Speaking of CODA, Sian Heder’s film about a deaf family with a hearing daughter could mark multiple firsts for inclusivity and representation, as the film features actual deaf actors. CODA star Marlee Matlin remains the only deaf performer to win an Academy Award for acting—and that was in 1986 when she took home Best Actress honors for Children Of A Lesser God. The number of Oscar-winning deaf actors could double if Matlin’s co-star and Best Supporting Actor frontrunner Troy Kotsur captures his own Oscar statuette.
Actor-writer-director-producer Kenneth Branagh this year became the first individual nominated in seven different categories during his career—a feat that’s unlikely to be matched anytime soon. He received three nods for Belfast, but he’s still looking for his overdue first win.
Cate Blanchett, meanwhile, has now appeared in a whopping nine films that have earned Best Picture nominations, including 2022’s Don’t Look Up and Nightmare Alley. That puts Blanchett ahead of Olivia de Havilland, who previously held with record after appearing in eight nominated films.
Steven Spielberg, perhaps Hollywood’s most recognizable director, is now the first person to nominated in the Best Director category in six consecutive decades after his nod for West Side Story.
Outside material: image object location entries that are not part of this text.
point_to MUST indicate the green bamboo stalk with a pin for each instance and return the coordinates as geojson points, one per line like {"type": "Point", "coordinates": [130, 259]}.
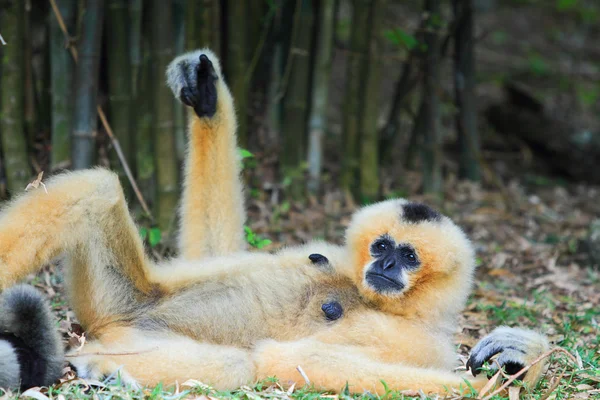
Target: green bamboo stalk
{"type": "Point", "coordinates": [356, 71]}
{"type": "Point", "coordinates": [119, 86]}
{"type": "Point", "coordinates": [144, 133]}
{"type": "Point", "coordinates": [164, 140]}
{"type": "Point", "coordinates": [464, 85]}
{"type": "Point", "coordinates": [135, 41]}
{"type": "Point", "coordinates": [432, 129]}
{"type": "Point", "coordinates": [369, 140]}
{"type": "Point", "coordinates": [297, 94]}
{"type": "Point", "coordinates": [202, 25]}
{"type": "Point", "coordinates": [236, 62]}
{"type": "Point", "coordinates": [85, 118]}
{"type": "Point", "coordinates": [320, 93]}
{"type": "Point", "coordinates": [12, 123]}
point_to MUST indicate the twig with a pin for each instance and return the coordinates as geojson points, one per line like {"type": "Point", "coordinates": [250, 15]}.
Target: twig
{"type": "Point", "coordinates": [100, 353]}
{"type": "Point", "coordinates": [102, 116]}
{"type": "Point", "coordinates": [117, 147]}
{"type": "Point", "coordinates": [527, 367]}
{"type": "Point", "coordinates": [299, 368]}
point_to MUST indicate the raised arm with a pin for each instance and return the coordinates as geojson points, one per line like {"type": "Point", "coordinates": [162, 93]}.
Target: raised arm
{"type": "Point", "coordinates": [212, 212]}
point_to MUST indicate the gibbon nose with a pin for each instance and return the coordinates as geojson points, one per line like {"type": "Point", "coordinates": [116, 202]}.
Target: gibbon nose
{"type": "Point", "coordinates": [389, 263]}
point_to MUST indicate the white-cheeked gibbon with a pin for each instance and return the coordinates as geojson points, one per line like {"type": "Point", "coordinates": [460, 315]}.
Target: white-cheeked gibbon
{"type": "Point", "coordinates": [383, 307]}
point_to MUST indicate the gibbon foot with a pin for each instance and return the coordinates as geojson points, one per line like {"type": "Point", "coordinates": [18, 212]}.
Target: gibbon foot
{"type": "Point", "coordinates": [318, 259]}
{"type": "Point", "coordinates": [516, 348]}
{"type": "Point", "coordinates": [193, 80]}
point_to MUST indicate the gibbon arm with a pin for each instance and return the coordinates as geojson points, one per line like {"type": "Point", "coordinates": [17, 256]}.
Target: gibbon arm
{"type": "Point", "coordinates": [212, 211]}
{"type": "Point", "coordinates": [331, 367]}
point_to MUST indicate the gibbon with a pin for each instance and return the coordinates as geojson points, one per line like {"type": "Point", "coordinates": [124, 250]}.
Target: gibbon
{"type": "Point", "coordinates": [31, 352]}
{"type": "Point", "coordinates": [382, 307]}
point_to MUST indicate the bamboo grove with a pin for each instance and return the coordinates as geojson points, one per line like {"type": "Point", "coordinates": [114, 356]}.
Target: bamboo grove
{"type": "Point", "coordinates": [83, 81]}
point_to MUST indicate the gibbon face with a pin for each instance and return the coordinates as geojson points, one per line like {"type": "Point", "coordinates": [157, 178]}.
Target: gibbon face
{"type": "Point", "coordinates": [401, 249]}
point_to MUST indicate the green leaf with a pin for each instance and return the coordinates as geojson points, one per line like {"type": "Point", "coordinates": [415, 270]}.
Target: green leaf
{"type": "Point", "coordinates": [263, 243]}
{"type": "Point", "coordinates": [154, 237]}
{"type": "Point", "coordinates": [401, 38]}
{"type": "Point", "coordinates": [538, 65]}
{"type": "Point", "coordinates": [562, 5]}
{"type": "Point", "coordinates": [245, 153]}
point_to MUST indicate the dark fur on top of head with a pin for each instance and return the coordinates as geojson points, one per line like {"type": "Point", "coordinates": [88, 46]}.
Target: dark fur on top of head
{"type": "Point", "coordinates": [417, 212]}
{"type": "Point", "coordinates": [31, 352]}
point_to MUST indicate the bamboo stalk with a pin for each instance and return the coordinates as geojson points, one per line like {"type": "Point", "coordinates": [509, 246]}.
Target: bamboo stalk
{"type": "Point", "coordinates": [320, 93]}
{"type": "Point", "coordinates": [86, 86]}
{"type": "Point", "coordinates": [236, 62]}
{"type": "Point", "coordinates": [178, 111]}
{"type": "Point", "coordinates": [432, 129]}
{"type": "Point", "coordinates": [135, 42]}
{"type": "Point", "coordinates": [12, 123]}
{"type": "Point", "coordinates": [369, 135]}
{"type": "Point", "coordinates": [100, 112]}
{"type": "Point", "coordinates": [164, 141]}
{"type": "Point", "coordinates": [464, 86]}
{"type": "Point", "coordinates": [145, 166]}
{"type": "Point", "coordinates": [119, 84]}
{"type": "Point", "coordinates": [356, 71]}
{"type": "Point", "coordinates": [297, 96]}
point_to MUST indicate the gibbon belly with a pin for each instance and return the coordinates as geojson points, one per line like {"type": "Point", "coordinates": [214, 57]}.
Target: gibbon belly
{"type": "Point", "coordinates": [283, 304]}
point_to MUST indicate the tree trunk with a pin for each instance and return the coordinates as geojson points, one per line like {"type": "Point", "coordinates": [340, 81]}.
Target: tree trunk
{"type": "Point", "coordinates": [202, 25]}
{"type": "Point", "coordinates": [464, 86]}
{"type": "Point", "coordinates": [12, 123]}
{"type": "Point", "coordinates": [320, 93]}
{"type": "Point", "coordinates": [236, 62]}
{"type": "Point", "coordinates": [432, 143]}
{"type": "Point", "coordinates": [145, 120]}
{"type": "Point", "coordinates": [369, 135]}
{"type": "Point", "coordinates": [164, 140]}
{"type": "Point", "coordinates": [136, 12]}
{"type": "Point", "coordinates": [119, 86]}
{"type": "Point", "coordinates": [61, 78]}
{"type": "Point", "coordinates": [355, 83]}
{"type": "Point", "coordinates": [85, 119]}
{"type": "Point", "coordinates": [297, 93]}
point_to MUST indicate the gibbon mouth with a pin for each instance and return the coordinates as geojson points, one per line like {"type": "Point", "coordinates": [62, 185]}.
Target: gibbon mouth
{"type": "Point", "coordinates": [383, 283]}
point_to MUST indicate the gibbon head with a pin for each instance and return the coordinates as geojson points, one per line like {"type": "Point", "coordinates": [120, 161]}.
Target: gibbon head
{"type": "Point", "coordinates": [407, 258]}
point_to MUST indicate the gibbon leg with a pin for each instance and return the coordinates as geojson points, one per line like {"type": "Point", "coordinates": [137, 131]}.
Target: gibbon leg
{"type": "Point", "coordinates": [83, 216]}
{"type": "Point", "coordinates": [149, 358]}
{"type": "Point", "coordinates": [212, 212]}
{"type": "Point", "coordinates": [331, 366]}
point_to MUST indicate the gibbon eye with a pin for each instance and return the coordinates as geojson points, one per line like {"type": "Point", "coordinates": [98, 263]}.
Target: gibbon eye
{"type": "Point", "coordinates": [411, 256]}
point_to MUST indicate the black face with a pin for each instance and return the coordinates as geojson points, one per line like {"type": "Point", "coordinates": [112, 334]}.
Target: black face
{"type": "Point", "coordinates": [391, 260]}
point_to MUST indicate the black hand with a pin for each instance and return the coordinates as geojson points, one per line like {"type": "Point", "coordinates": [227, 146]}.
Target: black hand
{"type": "Point", "coordinates": [333, 310]}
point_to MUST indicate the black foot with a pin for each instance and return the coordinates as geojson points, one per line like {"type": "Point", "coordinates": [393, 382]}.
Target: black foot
{"type": "Point", "coordinates": [511, 351]}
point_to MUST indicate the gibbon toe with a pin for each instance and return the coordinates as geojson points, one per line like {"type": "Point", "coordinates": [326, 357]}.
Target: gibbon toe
{"type": "Point", "coordinates": [514, 347]}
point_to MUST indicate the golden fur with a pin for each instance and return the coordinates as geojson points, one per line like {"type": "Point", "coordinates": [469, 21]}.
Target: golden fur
{"type": "Point", "coordinates": [229, 317]}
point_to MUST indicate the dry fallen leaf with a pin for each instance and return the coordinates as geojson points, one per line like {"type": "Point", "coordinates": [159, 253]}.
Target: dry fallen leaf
{"type": "Point", "coordinates": [513, 392]}
{"type": "Point", "coordinates": [36, 183]}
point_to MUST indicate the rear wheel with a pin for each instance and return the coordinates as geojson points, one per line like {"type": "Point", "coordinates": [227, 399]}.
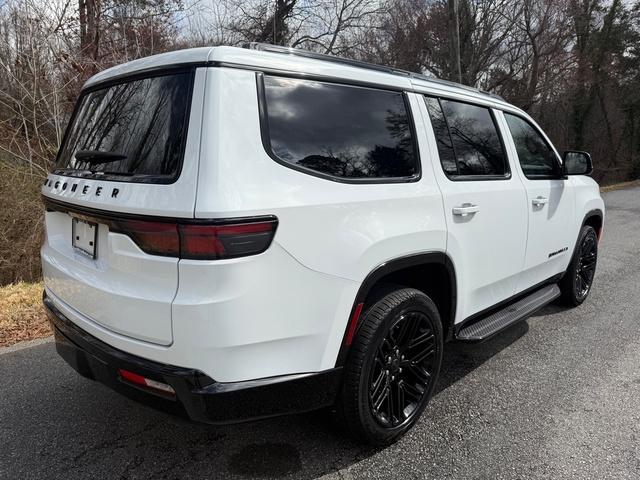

In all, Spielberg has 18 nominations in his career and three wins.
Rising star Ariana DeBose, who earned a Best Supporting Actress nomination for playing Anita in West Side Story, follows in the footsteps of co-star Rita Moreno, who played the same role in Robert Wise’s 1961 adaptation of the classic musical. If DeBose wins Supporting Actress like Moreno did 61 years earlier, the pair will join a select group of actors who claimed an Oscar for the same role in different films. Marlon Brando and Robert De Niro did it first as Vito Corleone in The Godfather and The Godfather Part II, respectively. Then Heath Ledger and Joaquin Phoenix both earned gold as the Joker in The Dark Knight and Joker.
If West Side Story wins Best Picture, it will become the first property to win top honors twice.
Supporting actress nominee Ariana DeBose of West Side Story, best actress contender Kristen Stewart of Spencer, and Encanto co-director Byron Howard could deliver historic (known) firsts. While plenty of films featuring gay or transgender characters have achieved recognition, the number of Academy Award winners who identify as LGBTQ is frustratingly small and they’re concentrated in the Original Song category (Elton John, Melissa Etheridge, Sam Smith, and more). Wins by any of these nominees on Sunday would offer a beacon of hope in the shadow of anti-LGBTQ legislation like Florida’s “Don’t Say Gay” bill.
Jonas Poher Rasmussen’s Flee, another 2022 LGBTQ-centric contender, pulled off an astonishing feat with nominations in three major, and majorly different, Oscar categories: animated, documentary, and international film. If it wins two or even all three awards, Flee would hold a special place in Academy history, even as its success highlights the artistic and commercial appeal of similarly innovative projects.
Nomadland helmer Chloé Zhao made history at last year’s ceremony with wins for Best Picture and Best Director, becoming only the second woman and first woman of color to triumph in the latter category. Jane Campion, of Netflix’s The Power Of The Dog, is the first woman to be nominated twice for directing (she earned her first nod for 1993’s The Piano).
There are additional signs that Hollywood’s top awards show is finally recognizing gender parity behind the camera: The Power Of The Dog cinematographer Ari Wagner is only the second female nominee in her category (after Rachel Morrison for 2017’s Mudbound) and could become the first female winner.
With his astonishing ninth Oscar nomination, Washington has broken all kinds of records when it comes to the Academy honoring Black artists. Training Day, his second win after Glory, made Washington the first Black actor, make or female, to win multiple competitive Oscars and the first one to win for both lead and supporting roles. If he clinches his third victory with The Tragedy Of Macbeth, Washington will join a small group of three-time winners—which includes his Macbeth co-star Frances McDormand.
Lin-Manuel Miranda could finally achieve EGOT status
Will Lin-Manuel Miranda’s Best Original Song contender, “Dos Oruguitas” from Encanto, fill out the “O” in the legendary collective of accolades known as EGOT? The multi-faceted artist already has multiple Emmys, Grammys, and Tonys. The biggest challenge he could face in adding an Oscar statuette to his list of achievements would be finding room for it on his already overstuffed mantlepiece.